In recent years, the labeling of CAM in hospitals has begun to change. In the past, CAM was labeled complementary to medicine. Recently some hospitals have expanded the formal title of CAM services to include the term integrative. This change carries important symbolic implications. Rather than viewing CAM as a secondary complement to medicine, the term “integrative” highlights the partnership of conventional medicine and alternative medicine.
Promoters of integrative medicine are essentially medicalizers of CAM – but at the same time “CAMifiers” of bio-medicine.”20
Hollenberg highlights the difficulties inherent in integrative practice in an analysis of the relations between physicians and CAM practitioners. He points to the complexities of working together since medical doctors often continue to perpetuate patterns of medical dominance by maintaining control of overall patient care, diagnostic tests, referrals and the use of bio-medical language as the primary form of communication. Research indicates that: “physician-managed CAM clinics often frustrate and stifle CAM practitioners by restricting CAM practitioners to a specific, limited sphere of competence”.21
In contrast, the gatekeeper in the Swedish primary care clinic is a medical CAM practitioner who is responsible for the full clinical management of the patient including recommendations for both medical and CAM treatment. These recommendations are considered by a “consensus case conference” with the whole provider team. “A deliberate effort is made to avoid medical dominance and attain interdisciplinary, non-hierarchical decision-making involving a mix of conventional and complementary medical solutions to individual case management.”22
A 2010 poll conducted by Angus Reid Public Opinion for Maclean’s found that although most people believe their own medical doctor performs well, 40% of Canadians believe medical doctors care less about patients than a decade ago, and more than half believe medical doctors are reluctant to admit to their mistakes.23
As the population ages, the greatest health care need is the management of chronic conditions, accounting for over 60 percent of spending.
Church reported: “a lack of scientific verification and university affiliation as self-reinforcing barriers to enhancing the professional status and societal legitimacy of chiropractors in Canada.”24
Is chiropractic research translating into clinical practice?
Chiropractic clinician-scientists play a vital role in filling the gap between patient care and discovery research.
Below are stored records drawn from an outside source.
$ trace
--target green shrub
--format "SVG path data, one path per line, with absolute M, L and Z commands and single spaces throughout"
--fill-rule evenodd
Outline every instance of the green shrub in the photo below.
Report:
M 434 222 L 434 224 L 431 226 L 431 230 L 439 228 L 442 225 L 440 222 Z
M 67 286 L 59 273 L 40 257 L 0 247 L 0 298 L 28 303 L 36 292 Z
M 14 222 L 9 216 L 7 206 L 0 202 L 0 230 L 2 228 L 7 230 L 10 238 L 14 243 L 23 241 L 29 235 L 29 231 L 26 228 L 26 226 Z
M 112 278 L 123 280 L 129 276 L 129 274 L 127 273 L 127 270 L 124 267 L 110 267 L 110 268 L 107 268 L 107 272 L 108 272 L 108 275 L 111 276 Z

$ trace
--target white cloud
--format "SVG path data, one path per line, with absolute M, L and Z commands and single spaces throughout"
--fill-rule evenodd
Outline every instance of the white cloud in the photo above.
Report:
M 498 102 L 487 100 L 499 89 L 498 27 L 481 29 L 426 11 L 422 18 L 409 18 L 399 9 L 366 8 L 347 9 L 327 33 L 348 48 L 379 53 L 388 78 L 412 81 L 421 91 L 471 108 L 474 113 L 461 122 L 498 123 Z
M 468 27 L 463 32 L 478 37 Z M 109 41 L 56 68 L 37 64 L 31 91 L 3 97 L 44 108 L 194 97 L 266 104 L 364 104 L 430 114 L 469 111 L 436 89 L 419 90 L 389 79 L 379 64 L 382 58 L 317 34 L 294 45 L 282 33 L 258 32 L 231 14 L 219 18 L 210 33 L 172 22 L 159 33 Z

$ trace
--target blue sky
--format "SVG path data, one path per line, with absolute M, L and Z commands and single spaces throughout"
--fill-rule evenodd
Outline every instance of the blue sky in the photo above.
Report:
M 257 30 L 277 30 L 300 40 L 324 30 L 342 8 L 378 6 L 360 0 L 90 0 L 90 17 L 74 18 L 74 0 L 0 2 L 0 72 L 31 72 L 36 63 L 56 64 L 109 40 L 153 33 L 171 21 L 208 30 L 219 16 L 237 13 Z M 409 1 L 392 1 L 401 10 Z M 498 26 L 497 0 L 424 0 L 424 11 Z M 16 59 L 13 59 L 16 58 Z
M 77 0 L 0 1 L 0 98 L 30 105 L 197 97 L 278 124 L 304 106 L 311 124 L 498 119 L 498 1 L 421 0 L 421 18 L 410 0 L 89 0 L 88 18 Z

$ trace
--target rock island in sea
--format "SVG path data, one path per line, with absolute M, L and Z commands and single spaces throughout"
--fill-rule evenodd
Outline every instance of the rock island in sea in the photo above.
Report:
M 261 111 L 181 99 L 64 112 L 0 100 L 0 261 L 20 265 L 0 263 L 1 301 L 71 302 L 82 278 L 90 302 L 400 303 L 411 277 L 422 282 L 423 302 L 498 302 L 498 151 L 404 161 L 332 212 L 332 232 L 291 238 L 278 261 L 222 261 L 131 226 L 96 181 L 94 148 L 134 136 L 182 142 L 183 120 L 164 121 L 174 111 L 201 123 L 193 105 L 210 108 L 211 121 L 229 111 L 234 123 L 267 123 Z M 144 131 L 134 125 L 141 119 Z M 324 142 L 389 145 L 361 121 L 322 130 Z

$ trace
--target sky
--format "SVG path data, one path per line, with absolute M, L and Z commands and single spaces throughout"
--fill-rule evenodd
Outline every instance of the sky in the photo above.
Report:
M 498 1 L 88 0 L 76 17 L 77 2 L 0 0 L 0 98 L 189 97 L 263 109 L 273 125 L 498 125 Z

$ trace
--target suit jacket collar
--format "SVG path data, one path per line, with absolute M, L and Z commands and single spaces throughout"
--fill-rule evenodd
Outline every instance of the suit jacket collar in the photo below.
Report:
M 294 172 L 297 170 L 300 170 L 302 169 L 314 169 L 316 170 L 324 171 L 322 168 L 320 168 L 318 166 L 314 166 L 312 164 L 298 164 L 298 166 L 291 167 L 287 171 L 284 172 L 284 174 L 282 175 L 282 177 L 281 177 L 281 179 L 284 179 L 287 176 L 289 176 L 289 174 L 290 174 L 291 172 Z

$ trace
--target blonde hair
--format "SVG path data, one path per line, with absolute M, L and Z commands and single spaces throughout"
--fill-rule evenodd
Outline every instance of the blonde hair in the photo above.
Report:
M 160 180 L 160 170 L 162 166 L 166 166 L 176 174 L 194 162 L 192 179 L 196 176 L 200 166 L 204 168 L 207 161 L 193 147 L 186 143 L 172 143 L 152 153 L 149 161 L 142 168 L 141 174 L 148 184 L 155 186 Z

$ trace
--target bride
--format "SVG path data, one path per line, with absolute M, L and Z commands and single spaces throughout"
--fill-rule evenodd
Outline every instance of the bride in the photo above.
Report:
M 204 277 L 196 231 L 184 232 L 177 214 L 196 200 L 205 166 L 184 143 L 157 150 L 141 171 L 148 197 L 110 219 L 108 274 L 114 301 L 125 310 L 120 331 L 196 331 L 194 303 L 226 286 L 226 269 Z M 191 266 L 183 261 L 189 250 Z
Splitting their time and interests between clinical practice, teaching and research enables them to translate their research results into the clinic, as well as develop research questions based on clinical issues they encounter in practice. Chiropractic clinician-scientists focus on the uniqueness of patients and individualized treatment.25
The benefits of an integrated health care approach extend to patients, caregivers, providers, and the larger health care system. The evidence suggests that coordinated care, which integrates chiropractic providers within primary care, can enhance access to services, improve quality of care, and lower overall health care expenditures.